Just FYI, part of the complaint raised conservative organizations is that some of their confidential donor lists were disclosed in violation of the law to their political opponents (who proceeded to post those donor lists online). (See also here, where ProPublica oddly burns their source for information leaked in violation of the law.) Those leaks may have been inadvertent, but if so, they were unfortunate mistakes because they feed directly into the narrative that the IRS was unfairly targeting conservative organizations.

About that unfair targeting:

Kevin Drum over at Mother Jones reports:

Of course, this is Mother Jones reporting, so lefty cootie protocols are recommended, and if you can prove they are lying, you are welcome to it. But if they are not, it certainly puts the notion of the IRS persecuting Obama’s political enemies in a skeptical light, no?

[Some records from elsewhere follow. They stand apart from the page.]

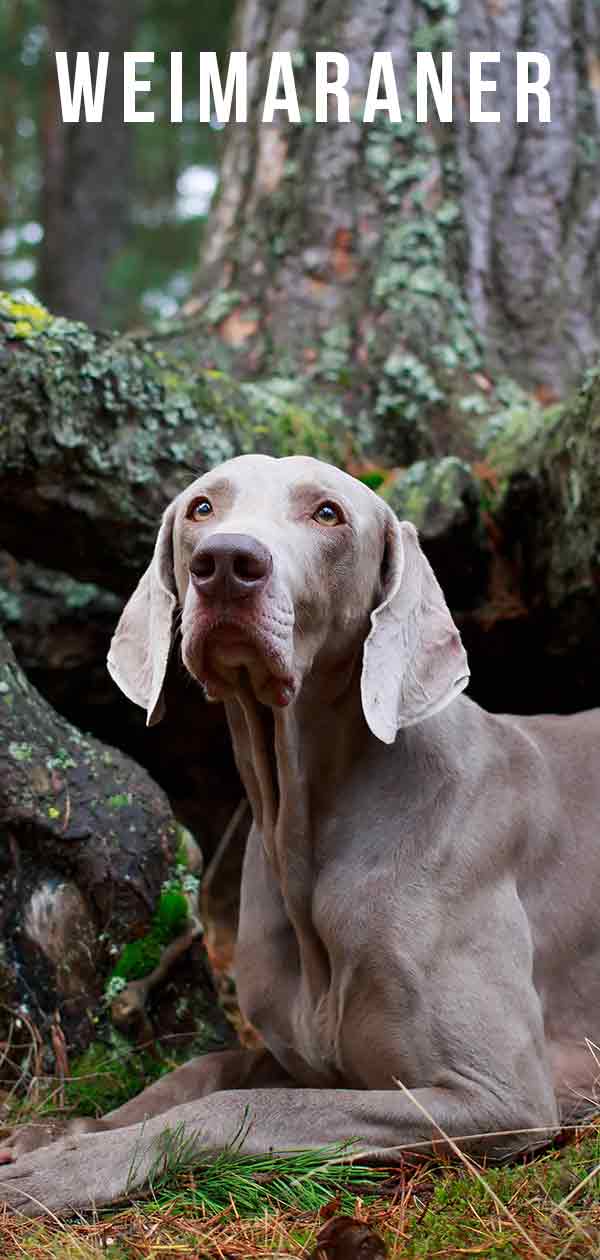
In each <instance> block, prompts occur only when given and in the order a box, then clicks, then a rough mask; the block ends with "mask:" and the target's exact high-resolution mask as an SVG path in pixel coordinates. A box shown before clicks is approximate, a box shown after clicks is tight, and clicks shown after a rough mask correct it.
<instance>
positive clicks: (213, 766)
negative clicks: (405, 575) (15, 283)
mask: <svg viewBox="0 0 600 1260" xmlns="http://www.w3.org/2000/svg"><path fill="white" fill-rule="evenodd" d="M3 312H4V331H5V340H4V345H0V369H1V370H0V412H1V413H3V415H4V416H6V421H8V422H6V423H5V425H4V427H3V428H1V430H0V544H4V546H5V547H6V548H8V549H9V551H11V552H13V553H14V554H15V556H18V557H20V558H23V559H24V558H28V559H33V561H35V562H37V563H42V564H47V566H49V567H50V568H57V566H59V567H61V570H63V571H67V572H68V573H69V575H72V576H74V577H77V578H78V580H79V581H84V582H89V581H92V582H100V583H101V585H102V586H105V587H107V588H108V590H111V591H116V592H118V593H120V595H121V596H126V595H129V593H130V592H131V590H132V587H134V585H135V582H136V580H137V577H139V575H140V572H141V570H142V568H144V567H145V564H146V563H147V561H149V557H150V554H151V548H153V542H154V537H155V533H156V524H158V520H159V517H160V513H161V510H163V508H164V505H165V503H166V501H168V499H169V498H170V496H171V495H173V494H175V493H176V491H178V490H179V489H182V488H183V486H184V485H185V484H188V483H189V480H192V478H193V476H195V475H198V474H199V473H202V470H203V469H205V467H208V466H211V465H212V464H216V462H218V461H219V460H222V459H226V457H228V456H231V455H236V454H239V452H243V451H248V450H265V451H267V452H271V454H276V455H284V454H289V452H291V451H306V452H309V454H314V455H318V456H321V457H324V459H329V460H332V461H334V462H338V464H340V465H342V466H349V467H350V470H353V471H355V473H358V474H359V475H366V476H369V475H372V474H369V473H368V471H367V473H366V471H364V469H366V464H364V461H362V460H361V451H359V450H358V449H357V446H355V445H354V449H353V450H350V449H349V447H348V444H347V438H345V436H344V433H343V432H342V433H340V432H338V431H337V427H335V425H333V427H332V428H328V427H325V426H324V425H323V415H324V413H325V415H326V402H325V404H324V406H323V407H321V410H320V412H319V411H318V410H316V408H315V410H313V408H311V404H310V406H308V407H306V408H305V410H303V408H300V407H299V406H297V403H295V402H294V403H290V402H289V401H287V398H286V397H280V396H277V394H276V393H274V392H271V391H270V389H267V388H258V387H256V386H253V384H250V386H248V384H237V383H236V382H233V381H232V379H229V378H227V377H226V375H223V374H222V373H214V372H205V370H203V369H198V368H192V367H190V360H189V358H185V355H187V353H188V349H189V343H188V341H187V340H185V338H184V349H183V350H180V349H178V340H176V336H175V335H174V336H173V339H171V340H169V339H163V340H160V339H156V340H154V341H140V340H136V339H134V338H118V336H112V338H110V336H98V335H93V334H91V333H89V331H88V330H87V329H82V328H81V326H79V325H71V324H68V323H66V321H64V320H52V319H50V318H49V316H47V315H45V312H44V311H43V310H40V309H37V307H34V309H33V311H30V312H29V315H28V314H26V311H24V309H23V307H21V306H19V305H15V304H10V301H6V300H5V302H4V306H3V307H0V323H1V320H3ZM37 329H38V331H35V330H37ZM187 335H188V333H185V336H187ZM187 348H188V349H187ZM599 412H600V394H599V391H597V384H596V375H595V374H594V373H592V374H589V377H587V378H586V384H585V386H584V389H582V392H581V394H580V396H577V398H576V399H575V401H570V402H567V403H566V404H565V406H562V407H555V408H543V407H541V406H539V404H538V403H536V402H534V401H532V399H527V398H522V399H518V401H517V402H514V403H513V406H512V407H504V410H503V411H502V412H498V413H497V416H495V417H494V420H493V422H492V423H490V425H489V426H488V428H487V430H485V432H483V433H482V452H480V454H479V457H478V459H476V460H475V461H474V462H473V464H469V462H465V461H460V460H459V459H458V457H456V456H445V457H444V459H441V460H435V459H432V460H429V461H420V462H417V464H415V465H412V467H410V469H408V470H400V471H398V470H396V471H393V470H392V473H391V474H388V475H387V476H386V479H384V480H383V485H382V493H383V494H384V495H386V496H387V498H388V501H389V503H391V504H392V507H393V508H395V509H396V510H397V513H398V515H401V517H405V518H407V519H411V520H413V522H415V523H416V524H417V527H418V528H420V530H421V537H422V542H424V546H425V549H426V551H427V553H429V556H430V557H431V561H432V563H434V566H435V568H436V572H437V575H439V578H440V582H441V585H442V587H444V590H445V592H446V596H447V599H449V601H450V605H451V607H453V610H454V611H455V614H456V615H458V617H459V621H460V625H461V629H463V631H464V635H465V640H466V643H468V646H469V648H470V654H471V667H473V674H474V684H473V694H474V696H475V697H476V698H480V699H482V701H484V702H485V703H488V704H489V706H490V707H502V708H514V709H516V711H519V709H521V711H527V709H543V708H566V709H568V708H574V707H576V704H589V703H591V702H592V699H595V698H596V699H600V697H599V693H597V677H596V674H597V672H596V668H595V653H594V650H592V645H591V639H590V633H589V627H590V625H591V624H592V622H594V619H595V617H597V548H599V538H600V523H599V522H600V515H599V514H594V513H591V514H590V504H594V503H596V501H599V490H597V484H599V483H597V478H599V474H597V460H596V459H595V445H594V444H595V436H594V435H595V428H596V416H597V415H599ZM316 417H320V421H319V420H318V418H316ZM357 441H358V438H357V437H355V442H357ZM379 475H383V474H381V473H379ZM523 486H527V499H526V500H524V501H526V508H527V510H529V505H531V504H532V503H533V501H534V519H533V520H529V519H527V522H523V517H522V512H521V508H519V507H518V504H519V501H521V499H519V495H521V496H523V494H524V491H523ZM534 495H536V498H533V496H534ZM565 523H566V524H565ZM558 617H560V619H561V626H562V635H561V638H560V639H557V636H556V633H555V630H553V627H555V626H556V625H557V624H558V620H557V619H558ZM590 619H591V621H590ZM517 667H518V668H517ZM173 685H174V687H178V685H182V678H180V677H175V678H174V680H173ZM184 693H185V688H183V690H182V696H180V697H179V696H178V698H176V699H175V702H174V704H173V706H171V713H174V722H175V726H174V728H173V732H175V728H176V725H178V723H176V717H178V714H179V712H180V704H185V703H187V704H188V707H189V721H194V722H198V723H200V725H202V731H203V732H204V733H205V731H207V730H208V727H207V726H204V725H203V723H208V726H211V725H216V723H218V721H219V709H218V707H214V706H209V707H208V709H207V708H205V707H204V706H202V704H199V703H197V701H195V697H194V696H190V694H189V688H188V690H187V693H185V694H187V698H185V696H184ZM130 708H131V707H130ZM168 712H169V707H168ZM182 712H183V709H182ZM107 713H108V711H107ZM77 716H78V719H79V721H82V719H83V718H82V716H81V714H77ZM108 721H110V722H111V725H112V723H113V716H112V713H111V714H110V717H108V716H107V722H108ZM115 726H116V728H118V730H122V727H124V722H122V721H118V722H116V723H115ZM179 727H180V728H182V723H179ZM137 730H139V743H136V745H135V752H136V755H137V756H141V757H142V760H144V761H147V757H149V755H150V752H149V750H150V747H151V741H153V738H154V736H155V732H154V731H151V732H144V731H142V730H141V727H139V728H137ZM159 731H161V726H159V727H156V732H159ZM102 733H103V735H106V727H105V728H103V731H102ZM219 738H222V740H223V743H222V745H221V746H219V751H218V756H219V757H221V748H223V747H226V745H227V741H226V735H224V728H223V725H222V726H221V736H219ZM199 742H200V745H202V746H204V745H205V742H207V741H205V737H204V735H203V736H202V738H200V741H199ZM208 742H209V743H211V741H208ZM197 746H198V743H197V742H194V747H197ZM155 747H156V762H160V761H161V752H160V745H159V743H156V745H155ZM173 747H174V748H178V747H179V743H178V740H176V738H175V737H174V740H173ZM140 750H144V751H142V752H141V751H140ZM166 764H169V757H166ZM171 764H173V774H174V779H176V775H178V769H176V765H178V759H176V756H174V759H173V761H171ZM188 765H189V762H188ZM203 765H204V766H205V765H207V762H203ZM212 772H214V775H216V777H217V780H218V765H217V764H214V765H213V771H212ZM213 781H214V780H213ZM226 781H227V789H226V793H224V795H223V796H219V800H221V806H219V808H221V810H222V813H221V814H219V824H218V829H221V828H222V824H223V825H224V820H226V816H227V811H228V810H231V808H232V805H233V804H234V800H236V793H237V780H236V779H234V776H232V779H231V780H228V779H227V775H226ZM194 785H195V786H194ZM197 786H198V781H197V780H195V779H194V776H192V777H190V779H189V782H188V787H187V790H185V793H184V795H185V796H189V799H195V796H197V790H195V789H197ZM169 791H170V793H171V796H173V799H176V793H174V786H173V781H171V784H170V785H169ZM199 799H200V800H202V801H203V806H202V808H203V818H204V819H207V816H208V815H209V804H207V801H205V794H203V793H202V791H200V794H199ZM197 823H200V827H202V825H203V824H202V819H198V815H197ZM216 839H217V835H216V832H214V830H213V833H212V838H211V845H212V844H213V843H214V840H216Z"/></svg>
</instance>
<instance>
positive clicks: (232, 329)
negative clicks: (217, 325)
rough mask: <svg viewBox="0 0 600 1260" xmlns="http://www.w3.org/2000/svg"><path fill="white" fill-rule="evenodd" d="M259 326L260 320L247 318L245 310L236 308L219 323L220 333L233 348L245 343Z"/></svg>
mask: <svg viewBox="0 0 600 1260" xmlns="http://www.w3.org/2000/svg"><path fill="white" fill-rule="evenodd" d="M257 328H258V320H256V319H247V318H246V319H245V316H243V312H242V311H239V310H234V311H232V312H231V315H228V316H227V319H224V320H223V321H222V323H221V324H219V335H221V336H222V339H223V341H224V343H226V344H227V345H232V347H233V348H236V347H238V345H243V343H245V341H247V340H248V336H252V335H253V334H255V333H256V329H257Z"/></svg>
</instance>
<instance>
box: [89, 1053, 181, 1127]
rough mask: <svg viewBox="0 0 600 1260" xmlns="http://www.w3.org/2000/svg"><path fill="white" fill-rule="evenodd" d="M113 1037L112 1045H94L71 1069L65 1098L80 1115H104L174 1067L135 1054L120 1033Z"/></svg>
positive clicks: (162, 1058)
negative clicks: (112, 1042) (131, 1049)
mask: <svg viewBox="0 0 600 1260" xmlns="http://www.w3.org/2000/svg"><path fill="white" fill-rule="evenodd" d="M112 1037H113V1045H106V1043H103V1042H100V1041H98V1042H93V1043H92V1045H91V1046H88V1048H87V1050H86V1051H84V1052H83V1055H81V1056H79V1058H77V1060H74V1061H73V1062H72V1065H71V1076H69V1077H68V1080H67V1082H66V1087H64V1097H66V1102H67V1106H69V1108H72V1109H73V1111H74V1113H76V1114H77V1115H92V1116H100V1115H105V1114H106V1111H112V1110H113V1109H115V1108H117V1106H121V1105H122V1104H124V1102H127V1100H129V1099H131V1097H134V1096H135V1094H140V1091H141V1090H142V1089H145V1087H146V1085H151V1082H153V1081H155V1080H158V1077H159V1076H163V1075H164V1074H165V1072H168V1071H169V1070H170V1068H171V1067H173V1062H171V1061H170V1060H169V1061H168V1060H164V1058H160V1057H156V1055H149V1053H147V1052H145V1051H132V1050H131V1046H129V1043H127V1042H126V1041H125V1039H124V1038H121V1037H120V1036H118V1034H117V1033H113V1034H112Z"/></svg>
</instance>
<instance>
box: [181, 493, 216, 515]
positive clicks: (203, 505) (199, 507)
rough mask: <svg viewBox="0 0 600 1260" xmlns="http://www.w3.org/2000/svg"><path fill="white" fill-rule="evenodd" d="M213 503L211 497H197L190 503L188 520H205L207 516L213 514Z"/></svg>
mask: <svg viewBox="0 0 600 1260" xmlns="http://www.w3.org/2000/svg"><path fill="white" fill-rule="evenodd" d="M212 510H213V505H212V503H211V499H207V498H204V496H203V498H202V499H195V500H194V503H192V504H190V507H189V508H188V512H187V517H188V520H204V518H205V517H209V515H211V513H212Z"/></svg>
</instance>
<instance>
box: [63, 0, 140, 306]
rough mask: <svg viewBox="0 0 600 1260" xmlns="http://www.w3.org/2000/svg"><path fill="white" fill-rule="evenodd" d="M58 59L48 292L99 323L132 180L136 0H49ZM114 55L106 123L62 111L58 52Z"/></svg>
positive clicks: (102, 120) (104, 110) (109, 87)
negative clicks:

No. “Hey, we also investigated other groups, just not based on their political affiliation” doesn’t excuse targeting anyone based on their political affiliation. The IRS should not flag conservative groups for “extra special” review merely because they’re conservative.

I see. So, they set out with the intention of oppressing the Tea Party, and made the necessary preliminary steps, but when it came time to pull the trigger…they didn’t?

Got any idea why?

Unless “pulling the trigger” was in fact delaying the resolution of the applications so much that some organizations gave up.

Your own numbers show that conservative organizations disproportionately received “special scrutiny”. Just a coincidence?

Do you think disproportionately singling out conservatives for, let’s say, tax audits, would be innocuous? After all, it is just “special scrutiny”, that’s all.